Trucos para dar sabor a la comida sin usar sal

A menudo superamos la cantidad diaria recomendada por los expertos, lo que deriva en retención de líquidos e hipertensión. Si es tu caso, toma nota de estas ideas para reducir su consumo.

En España consumimos mucha sal. Según la Agencia Española de Consumo, Seguridad Alimentaria y Nutrición, ingerimos de media 10 gramos de este compuesto al día, que es casi el doble de lo que recomienda la Organización Mundial de la Salud. La Sociedad Española de Cardiología publicaba en 2014 un estudio que revelaba que la sal es tan adictiva como la cocaína. Sí, parece increíble, pero así es.
Los expertos del Instituto Florey de Neurrociencia y Salud Mental, en Australia, han elaborado un estudio al respecto y han llegado a la conclusión de que la necesidad de sal se crea en el mismo lugar que donde lo hace la de las drogas, y ese es el sistema opioide. Dicha parte de nuestro cuerpo se encarga de recoger las adicciones (a cualquier cosa que nos causa placer, no únicamente a las drogas). Puede que creas que no es tu caso porque no sueles añadir más que una pizca de sal a tus comidas, pero si adoras las bolsas de patatas fritas y cuando abres una tienes que terminártela, lo que te gustan no son las patatas fritas, sino la sal y eres adicta a ella.

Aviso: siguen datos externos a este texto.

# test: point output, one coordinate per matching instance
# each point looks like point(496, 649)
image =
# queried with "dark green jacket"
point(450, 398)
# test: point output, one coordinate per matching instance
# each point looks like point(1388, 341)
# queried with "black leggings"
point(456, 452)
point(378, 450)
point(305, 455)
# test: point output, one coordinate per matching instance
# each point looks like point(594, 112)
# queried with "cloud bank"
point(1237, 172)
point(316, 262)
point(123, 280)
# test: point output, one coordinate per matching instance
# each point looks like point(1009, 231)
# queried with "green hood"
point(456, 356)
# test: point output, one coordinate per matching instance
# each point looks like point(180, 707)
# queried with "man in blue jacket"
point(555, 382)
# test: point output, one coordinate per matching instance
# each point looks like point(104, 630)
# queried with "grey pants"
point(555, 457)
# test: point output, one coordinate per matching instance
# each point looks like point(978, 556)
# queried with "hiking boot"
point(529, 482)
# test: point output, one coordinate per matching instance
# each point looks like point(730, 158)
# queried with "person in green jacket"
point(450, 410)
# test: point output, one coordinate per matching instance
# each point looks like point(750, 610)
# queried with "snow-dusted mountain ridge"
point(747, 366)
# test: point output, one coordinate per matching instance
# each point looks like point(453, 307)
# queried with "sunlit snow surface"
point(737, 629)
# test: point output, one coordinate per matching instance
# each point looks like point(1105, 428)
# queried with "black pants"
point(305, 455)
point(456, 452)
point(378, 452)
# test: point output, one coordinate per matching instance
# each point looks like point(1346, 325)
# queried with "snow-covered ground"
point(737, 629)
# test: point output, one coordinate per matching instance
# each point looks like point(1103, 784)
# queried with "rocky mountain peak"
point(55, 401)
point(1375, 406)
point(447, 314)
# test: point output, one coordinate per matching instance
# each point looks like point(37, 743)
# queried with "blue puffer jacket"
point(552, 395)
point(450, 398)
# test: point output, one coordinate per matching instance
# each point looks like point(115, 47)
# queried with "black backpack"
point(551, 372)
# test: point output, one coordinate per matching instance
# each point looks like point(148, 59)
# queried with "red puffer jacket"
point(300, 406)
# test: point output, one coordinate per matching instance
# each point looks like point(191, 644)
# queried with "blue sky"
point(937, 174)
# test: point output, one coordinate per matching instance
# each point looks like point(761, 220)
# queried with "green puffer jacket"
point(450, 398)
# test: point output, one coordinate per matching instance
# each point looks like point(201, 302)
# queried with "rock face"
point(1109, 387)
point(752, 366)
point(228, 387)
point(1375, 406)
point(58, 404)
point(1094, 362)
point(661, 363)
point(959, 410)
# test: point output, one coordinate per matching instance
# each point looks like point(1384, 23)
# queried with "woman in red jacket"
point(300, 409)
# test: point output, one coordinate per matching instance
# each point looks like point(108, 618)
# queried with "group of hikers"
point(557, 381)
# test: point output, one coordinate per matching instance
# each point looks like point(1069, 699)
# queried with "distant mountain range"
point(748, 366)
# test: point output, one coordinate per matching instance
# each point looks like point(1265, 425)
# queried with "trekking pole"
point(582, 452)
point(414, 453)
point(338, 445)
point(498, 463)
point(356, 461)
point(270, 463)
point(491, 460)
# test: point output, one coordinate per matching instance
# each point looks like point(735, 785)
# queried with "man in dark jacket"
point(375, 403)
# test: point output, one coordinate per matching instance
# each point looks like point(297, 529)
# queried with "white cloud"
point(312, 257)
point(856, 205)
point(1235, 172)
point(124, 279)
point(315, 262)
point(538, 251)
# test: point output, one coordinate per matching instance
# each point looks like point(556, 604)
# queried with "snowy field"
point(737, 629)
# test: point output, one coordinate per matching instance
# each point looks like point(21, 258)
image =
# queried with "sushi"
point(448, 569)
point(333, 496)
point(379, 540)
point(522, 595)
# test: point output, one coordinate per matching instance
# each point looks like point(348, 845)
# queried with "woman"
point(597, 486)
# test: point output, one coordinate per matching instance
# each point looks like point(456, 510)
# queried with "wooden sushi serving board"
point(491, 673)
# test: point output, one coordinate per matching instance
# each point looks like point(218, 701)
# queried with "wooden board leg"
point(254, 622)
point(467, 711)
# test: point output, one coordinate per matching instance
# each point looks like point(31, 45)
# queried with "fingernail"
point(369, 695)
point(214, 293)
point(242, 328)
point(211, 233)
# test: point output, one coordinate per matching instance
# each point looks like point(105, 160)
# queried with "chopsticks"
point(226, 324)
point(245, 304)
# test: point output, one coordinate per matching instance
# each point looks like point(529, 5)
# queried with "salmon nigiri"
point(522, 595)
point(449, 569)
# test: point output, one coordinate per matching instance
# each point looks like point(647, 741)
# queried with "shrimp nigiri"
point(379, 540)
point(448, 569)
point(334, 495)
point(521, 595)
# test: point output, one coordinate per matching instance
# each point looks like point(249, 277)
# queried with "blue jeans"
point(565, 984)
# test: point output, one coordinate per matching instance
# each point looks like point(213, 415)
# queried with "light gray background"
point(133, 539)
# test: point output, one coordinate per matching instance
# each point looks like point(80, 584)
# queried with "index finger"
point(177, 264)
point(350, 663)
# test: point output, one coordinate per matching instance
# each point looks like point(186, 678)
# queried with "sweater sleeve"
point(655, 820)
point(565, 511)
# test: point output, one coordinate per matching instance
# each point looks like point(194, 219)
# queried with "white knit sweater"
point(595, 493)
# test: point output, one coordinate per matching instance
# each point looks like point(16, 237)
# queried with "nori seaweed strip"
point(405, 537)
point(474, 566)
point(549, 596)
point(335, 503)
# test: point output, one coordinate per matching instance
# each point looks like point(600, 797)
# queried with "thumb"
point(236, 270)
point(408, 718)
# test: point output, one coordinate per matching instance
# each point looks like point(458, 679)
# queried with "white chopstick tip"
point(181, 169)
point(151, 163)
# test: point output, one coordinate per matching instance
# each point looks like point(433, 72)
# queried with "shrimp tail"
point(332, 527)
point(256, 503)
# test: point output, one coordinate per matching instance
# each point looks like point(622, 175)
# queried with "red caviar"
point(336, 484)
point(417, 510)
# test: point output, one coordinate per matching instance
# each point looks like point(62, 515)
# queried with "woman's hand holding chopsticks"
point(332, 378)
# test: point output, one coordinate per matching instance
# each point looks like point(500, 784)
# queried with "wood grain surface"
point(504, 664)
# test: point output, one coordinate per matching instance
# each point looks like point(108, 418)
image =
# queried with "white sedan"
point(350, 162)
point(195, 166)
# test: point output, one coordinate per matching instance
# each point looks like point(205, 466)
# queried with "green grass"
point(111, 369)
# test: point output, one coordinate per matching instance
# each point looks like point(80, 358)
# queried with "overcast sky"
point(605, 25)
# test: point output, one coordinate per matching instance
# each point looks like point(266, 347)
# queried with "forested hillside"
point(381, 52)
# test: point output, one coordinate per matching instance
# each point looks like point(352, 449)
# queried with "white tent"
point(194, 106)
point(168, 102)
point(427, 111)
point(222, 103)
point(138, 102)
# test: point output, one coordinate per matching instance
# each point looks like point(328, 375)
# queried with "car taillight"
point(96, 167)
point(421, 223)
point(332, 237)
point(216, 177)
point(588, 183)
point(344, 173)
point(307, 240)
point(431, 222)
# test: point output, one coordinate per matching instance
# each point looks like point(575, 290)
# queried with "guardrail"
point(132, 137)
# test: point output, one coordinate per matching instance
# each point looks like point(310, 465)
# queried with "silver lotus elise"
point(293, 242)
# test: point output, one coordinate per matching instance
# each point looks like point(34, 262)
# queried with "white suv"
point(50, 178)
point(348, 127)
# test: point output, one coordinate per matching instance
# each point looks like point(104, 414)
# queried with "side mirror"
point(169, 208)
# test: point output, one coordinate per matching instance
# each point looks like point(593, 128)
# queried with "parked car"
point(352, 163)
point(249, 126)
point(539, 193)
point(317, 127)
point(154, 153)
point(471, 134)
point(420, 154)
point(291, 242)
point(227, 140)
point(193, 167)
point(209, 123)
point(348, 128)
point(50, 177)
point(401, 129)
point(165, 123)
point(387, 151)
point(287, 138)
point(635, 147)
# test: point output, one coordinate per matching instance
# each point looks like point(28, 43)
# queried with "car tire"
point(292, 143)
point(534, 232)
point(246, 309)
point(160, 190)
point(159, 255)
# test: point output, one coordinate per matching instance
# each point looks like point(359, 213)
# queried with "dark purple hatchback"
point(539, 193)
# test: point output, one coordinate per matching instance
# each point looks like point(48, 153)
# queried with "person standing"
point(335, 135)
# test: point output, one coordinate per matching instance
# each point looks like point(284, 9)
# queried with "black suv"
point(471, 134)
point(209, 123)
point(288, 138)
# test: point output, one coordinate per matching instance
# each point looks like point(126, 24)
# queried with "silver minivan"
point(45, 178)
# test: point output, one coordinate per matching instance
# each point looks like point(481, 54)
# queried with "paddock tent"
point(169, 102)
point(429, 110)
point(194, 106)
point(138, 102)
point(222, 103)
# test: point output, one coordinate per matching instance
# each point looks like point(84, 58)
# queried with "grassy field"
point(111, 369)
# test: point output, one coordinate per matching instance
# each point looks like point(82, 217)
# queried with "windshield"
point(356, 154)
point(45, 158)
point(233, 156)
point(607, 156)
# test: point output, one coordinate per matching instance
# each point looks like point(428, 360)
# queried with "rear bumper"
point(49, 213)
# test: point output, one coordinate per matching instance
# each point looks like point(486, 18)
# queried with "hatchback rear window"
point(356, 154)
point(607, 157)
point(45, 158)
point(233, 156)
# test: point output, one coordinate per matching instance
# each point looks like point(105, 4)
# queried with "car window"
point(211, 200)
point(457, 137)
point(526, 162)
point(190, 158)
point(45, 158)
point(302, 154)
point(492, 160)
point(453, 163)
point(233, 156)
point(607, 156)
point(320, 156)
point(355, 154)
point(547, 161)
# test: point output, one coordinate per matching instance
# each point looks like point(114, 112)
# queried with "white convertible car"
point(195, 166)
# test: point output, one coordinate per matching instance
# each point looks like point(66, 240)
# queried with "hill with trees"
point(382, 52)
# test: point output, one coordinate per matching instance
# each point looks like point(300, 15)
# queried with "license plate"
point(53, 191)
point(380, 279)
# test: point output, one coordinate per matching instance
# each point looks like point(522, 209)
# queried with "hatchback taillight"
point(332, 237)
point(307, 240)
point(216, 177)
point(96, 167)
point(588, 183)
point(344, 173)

El consumo excesivo de sal está relacionado con problemas de hipertensión, que a su vez nos puede provocar enfermedades cardiovasculares. Por eso conviene buscar alternativas a este compuesto un poquito más saludables. Si quieres ir dejando poco a poco la sal para evitarte estos problemas de salud en un futuro, los alimentos ultraprocesados han de salir de tu dieta habitual. Asimismo te alegrará saber que hay muchas alternativas a la sal que puedes utilizar en tus platos en lugar de esta. Aprender a potenciar el sabor de los alimentos de manera natural es muy importante si queremos mejorar la salud a largo plazo, y eso es precisamente lo que vamos a enseñarte.
Si piensas que la comida sin sal no sabe a nada, quítatelo de la cabeza. Un buen aceite aromatizado en la pasta, un chorrito de limón en la carne blanca e incluso una vinagreta pueden hacer maravillas y alegrar mucho el sabor de estos platos, te lo garantizamos.